What the data cannot yet tell us

The most significant limitation is time. Many of the 28 studies ran for only a few years - too short to assess whether the observed benefits persist, whether they diminish as organic amendments decompose, or whether the combination creates any longer-term problems such as nutrient imbalances. Biochar itself can remain in soil for centuries, but its interactions with organic matter, microbes, and plant roots evolve over time in ways that short studies cannot capture.

Long-term field experiments are expensive, slow, and difficult to sustain institutionally - which is why they are rare. The review authors explicitly identify this as the critical gap. Understanding decade-scale dynamics will be necessary before co-application strategies can be confidently recommended as permanent components of soil management systems rather than as treatments that may need periodic renewal.

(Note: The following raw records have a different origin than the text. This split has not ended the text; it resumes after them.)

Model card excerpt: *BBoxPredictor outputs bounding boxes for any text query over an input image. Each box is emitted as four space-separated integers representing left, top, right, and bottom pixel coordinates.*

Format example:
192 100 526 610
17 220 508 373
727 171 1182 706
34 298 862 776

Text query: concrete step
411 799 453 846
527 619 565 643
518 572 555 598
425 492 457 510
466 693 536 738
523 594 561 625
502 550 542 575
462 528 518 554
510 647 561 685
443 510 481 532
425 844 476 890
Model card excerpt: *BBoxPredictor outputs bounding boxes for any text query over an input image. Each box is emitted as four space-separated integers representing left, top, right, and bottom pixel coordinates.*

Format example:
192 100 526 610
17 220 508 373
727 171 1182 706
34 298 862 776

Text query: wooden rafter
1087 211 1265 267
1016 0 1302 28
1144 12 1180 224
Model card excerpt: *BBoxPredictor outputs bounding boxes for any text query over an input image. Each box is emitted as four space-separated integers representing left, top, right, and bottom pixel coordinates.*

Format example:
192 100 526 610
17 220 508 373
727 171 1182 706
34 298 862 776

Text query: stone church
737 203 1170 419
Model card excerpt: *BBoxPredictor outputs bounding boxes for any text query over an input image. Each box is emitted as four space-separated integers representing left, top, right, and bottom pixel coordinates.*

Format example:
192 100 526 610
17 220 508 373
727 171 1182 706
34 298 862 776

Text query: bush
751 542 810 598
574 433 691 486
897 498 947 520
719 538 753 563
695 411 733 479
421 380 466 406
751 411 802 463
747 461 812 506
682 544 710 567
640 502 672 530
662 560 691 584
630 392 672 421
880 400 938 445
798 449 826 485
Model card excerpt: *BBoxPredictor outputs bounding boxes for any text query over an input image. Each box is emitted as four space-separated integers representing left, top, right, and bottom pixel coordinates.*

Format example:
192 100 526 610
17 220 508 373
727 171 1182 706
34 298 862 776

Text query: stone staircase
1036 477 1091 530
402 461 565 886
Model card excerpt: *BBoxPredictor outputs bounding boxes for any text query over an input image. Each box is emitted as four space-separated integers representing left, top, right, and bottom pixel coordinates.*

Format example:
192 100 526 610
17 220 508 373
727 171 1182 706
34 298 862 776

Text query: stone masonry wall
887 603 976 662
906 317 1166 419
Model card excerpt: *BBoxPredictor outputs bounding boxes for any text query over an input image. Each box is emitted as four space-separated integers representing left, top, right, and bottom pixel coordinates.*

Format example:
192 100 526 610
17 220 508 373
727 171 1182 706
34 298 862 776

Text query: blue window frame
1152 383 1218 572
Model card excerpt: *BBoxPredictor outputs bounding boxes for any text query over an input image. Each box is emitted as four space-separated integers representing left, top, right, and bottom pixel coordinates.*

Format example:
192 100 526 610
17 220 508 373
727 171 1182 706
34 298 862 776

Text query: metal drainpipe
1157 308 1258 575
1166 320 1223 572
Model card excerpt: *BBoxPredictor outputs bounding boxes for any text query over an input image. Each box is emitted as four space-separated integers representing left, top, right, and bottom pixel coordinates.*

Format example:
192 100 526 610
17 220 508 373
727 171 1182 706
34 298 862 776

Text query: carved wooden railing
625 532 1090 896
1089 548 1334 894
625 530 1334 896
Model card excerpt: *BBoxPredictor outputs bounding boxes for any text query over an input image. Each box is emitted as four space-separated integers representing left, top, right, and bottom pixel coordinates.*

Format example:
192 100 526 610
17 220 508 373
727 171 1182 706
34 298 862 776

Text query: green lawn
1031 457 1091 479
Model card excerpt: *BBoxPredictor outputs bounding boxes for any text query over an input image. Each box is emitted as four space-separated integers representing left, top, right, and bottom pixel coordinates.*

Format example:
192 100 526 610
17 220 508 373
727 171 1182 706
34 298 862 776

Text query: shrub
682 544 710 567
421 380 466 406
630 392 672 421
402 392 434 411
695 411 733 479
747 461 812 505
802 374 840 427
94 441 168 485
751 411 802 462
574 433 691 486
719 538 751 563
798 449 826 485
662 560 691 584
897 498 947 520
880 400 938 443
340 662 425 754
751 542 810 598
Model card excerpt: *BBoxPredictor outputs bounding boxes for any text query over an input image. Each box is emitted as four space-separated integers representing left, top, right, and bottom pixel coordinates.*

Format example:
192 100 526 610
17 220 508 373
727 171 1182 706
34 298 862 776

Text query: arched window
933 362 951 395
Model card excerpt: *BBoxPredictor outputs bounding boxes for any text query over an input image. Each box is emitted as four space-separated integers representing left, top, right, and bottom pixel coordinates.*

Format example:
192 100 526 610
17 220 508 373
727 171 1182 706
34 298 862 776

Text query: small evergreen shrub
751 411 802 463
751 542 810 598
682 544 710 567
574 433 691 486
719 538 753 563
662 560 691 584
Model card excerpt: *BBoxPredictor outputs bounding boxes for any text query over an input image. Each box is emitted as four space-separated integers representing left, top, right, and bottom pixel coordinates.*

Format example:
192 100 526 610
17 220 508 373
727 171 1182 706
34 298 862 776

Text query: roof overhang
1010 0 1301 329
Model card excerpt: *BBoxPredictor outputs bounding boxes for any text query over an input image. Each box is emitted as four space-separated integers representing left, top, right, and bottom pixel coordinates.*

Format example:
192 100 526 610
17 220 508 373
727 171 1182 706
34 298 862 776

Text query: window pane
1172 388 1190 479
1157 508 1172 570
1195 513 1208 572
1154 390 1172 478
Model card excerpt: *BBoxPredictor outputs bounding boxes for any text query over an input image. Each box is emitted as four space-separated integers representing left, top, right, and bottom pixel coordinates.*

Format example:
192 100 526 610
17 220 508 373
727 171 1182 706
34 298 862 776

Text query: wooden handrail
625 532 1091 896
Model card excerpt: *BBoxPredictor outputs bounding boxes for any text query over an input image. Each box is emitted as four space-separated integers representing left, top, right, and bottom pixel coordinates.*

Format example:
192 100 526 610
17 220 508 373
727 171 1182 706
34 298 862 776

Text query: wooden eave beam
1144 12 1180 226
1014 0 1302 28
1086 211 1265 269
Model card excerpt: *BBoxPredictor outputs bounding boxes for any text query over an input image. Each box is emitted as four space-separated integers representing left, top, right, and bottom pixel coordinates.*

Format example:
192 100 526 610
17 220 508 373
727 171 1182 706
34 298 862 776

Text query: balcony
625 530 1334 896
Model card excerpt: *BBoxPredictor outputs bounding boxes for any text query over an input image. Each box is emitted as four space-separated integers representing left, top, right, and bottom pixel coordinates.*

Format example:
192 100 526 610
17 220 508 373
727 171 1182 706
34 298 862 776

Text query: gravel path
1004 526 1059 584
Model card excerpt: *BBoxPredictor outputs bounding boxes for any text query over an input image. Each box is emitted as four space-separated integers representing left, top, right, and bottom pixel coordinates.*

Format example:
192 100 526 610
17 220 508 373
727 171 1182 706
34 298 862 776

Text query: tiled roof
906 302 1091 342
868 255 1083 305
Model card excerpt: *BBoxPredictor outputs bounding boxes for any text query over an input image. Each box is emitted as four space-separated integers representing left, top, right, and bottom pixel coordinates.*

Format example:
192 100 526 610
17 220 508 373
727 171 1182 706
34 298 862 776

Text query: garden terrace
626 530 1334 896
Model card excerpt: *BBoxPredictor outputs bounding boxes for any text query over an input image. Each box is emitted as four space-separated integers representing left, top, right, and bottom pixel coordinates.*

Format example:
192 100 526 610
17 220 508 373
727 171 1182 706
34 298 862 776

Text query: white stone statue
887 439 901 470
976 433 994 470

The practical pathway for farmers is clearer than the theoretical picture. Compost and manure are already common agricultural inputs; biochar is increasingly available as agricultural and forestry byproducts are processed through pyrolysis. Combining them does not require fundamentally different practices, only attention to application rates and timing. For operations already using organic amendments, adding biochar appears to amplify the benefits rather than create new costs.